School is stressful for the next two weeks as it’s essentially the end of our second trimester. It really ends March 4th, but there is an outdoor education week, and a week off in the second half of February so assessments need to happen next week. I keep telling myself that if I can get through the next two weeks, I’ll get a little break.

Except I know those last two weeks of February won’t feel like the break I need them to be.

I wanted to write more but my cat came over and yowled at me until I surrendered my lap and I’ve been typing this one my phone for several paragraphs. I can’t keep this up so I’ll just publish now.
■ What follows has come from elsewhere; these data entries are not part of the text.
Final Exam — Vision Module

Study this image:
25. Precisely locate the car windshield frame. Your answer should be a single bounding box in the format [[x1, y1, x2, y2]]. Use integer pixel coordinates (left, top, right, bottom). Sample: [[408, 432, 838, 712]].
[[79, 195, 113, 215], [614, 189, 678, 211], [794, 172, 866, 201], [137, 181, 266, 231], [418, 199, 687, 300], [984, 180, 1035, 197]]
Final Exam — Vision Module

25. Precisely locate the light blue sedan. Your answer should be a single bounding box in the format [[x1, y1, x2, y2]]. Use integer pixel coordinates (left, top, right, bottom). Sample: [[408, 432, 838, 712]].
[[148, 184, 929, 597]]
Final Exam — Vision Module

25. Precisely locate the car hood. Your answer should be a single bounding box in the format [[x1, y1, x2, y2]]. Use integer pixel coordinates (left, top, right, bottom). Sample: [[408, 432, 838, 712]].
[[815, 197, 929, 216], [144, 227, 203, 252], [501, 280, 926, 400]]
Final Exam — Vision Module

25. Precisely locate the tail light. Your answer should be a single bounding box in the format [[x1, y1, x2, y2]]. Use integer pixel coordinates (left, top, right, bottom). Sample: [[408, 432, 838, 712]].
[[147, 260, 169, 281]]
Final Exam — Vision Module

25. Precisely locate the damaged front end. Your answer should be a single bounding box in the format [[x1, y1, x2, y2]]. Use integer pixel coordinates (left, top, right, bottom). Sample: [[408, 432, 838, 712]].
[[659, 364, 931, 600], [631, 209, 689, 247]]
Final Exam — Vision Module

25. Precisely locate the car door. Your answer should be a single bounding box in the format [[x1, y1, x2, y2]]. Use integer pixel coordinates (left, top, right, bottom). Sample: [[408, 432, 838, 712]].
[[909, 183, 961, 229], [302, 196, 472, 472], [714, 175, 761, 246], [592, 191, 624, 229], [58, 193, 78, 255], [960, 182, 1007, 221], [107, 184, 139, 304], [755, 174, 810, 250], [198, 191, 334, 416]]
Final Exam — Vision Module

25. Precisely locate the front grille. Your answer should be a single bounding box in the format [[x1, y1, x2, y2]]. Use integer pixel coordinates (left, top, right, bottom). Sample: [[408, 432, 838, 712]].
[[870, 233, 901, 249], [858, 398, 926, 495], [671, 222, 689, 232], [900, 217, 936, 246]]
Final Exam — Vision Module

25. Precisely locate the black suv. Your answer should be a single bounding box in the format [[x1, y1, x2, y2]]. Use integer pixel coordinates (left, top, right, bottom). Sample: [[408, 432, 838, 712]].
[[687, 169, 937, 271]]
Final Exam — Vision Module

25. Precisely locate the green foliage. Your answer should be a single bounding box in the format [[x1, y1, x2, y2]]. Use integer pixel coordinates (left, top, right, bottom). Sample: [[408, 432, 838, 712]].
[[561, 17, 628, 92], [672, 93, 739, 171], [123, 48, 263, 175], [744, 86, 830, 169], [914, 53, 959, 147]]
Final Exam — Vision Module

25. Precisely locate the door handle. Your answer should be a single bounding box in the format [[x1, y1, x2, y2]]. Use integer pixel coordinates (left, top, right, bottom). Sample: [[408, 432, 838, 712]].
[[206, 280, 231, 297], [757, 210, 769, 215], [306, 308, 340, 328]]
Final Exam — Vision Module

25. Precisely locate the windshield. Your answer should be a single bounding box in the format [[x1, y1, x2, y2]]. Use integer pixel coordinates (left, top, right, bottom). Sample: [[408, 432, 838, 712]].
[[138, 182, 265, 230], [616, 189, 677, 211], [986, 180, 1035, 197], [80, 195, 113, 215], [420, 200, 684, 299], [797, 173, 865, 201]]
Do you ever remember your dreams?

1 Comment

  1. I moved large offices at one time. My stress dream was ‘finding the missing box’ ….. which I could not re-find when I woke but ‘knew’ was missing. Been out of that job function decades. Recently woke up knowing I had misplaced my ‘second car’. I have never owned a second car, but it took several minutes to stop panicking about where that ‘second car’ was.
    Stress dreams are stressful. Most of us are tired of being stressed yet still very stressed with good reasons.
    I’m glad cat purred on your lap. That is good for stress reduction.
    The second two weeks of Feb sound like they could be nice but the impact of the immediate two weeks is awfully high and hard. Sending you support wishes and many thanks for writing.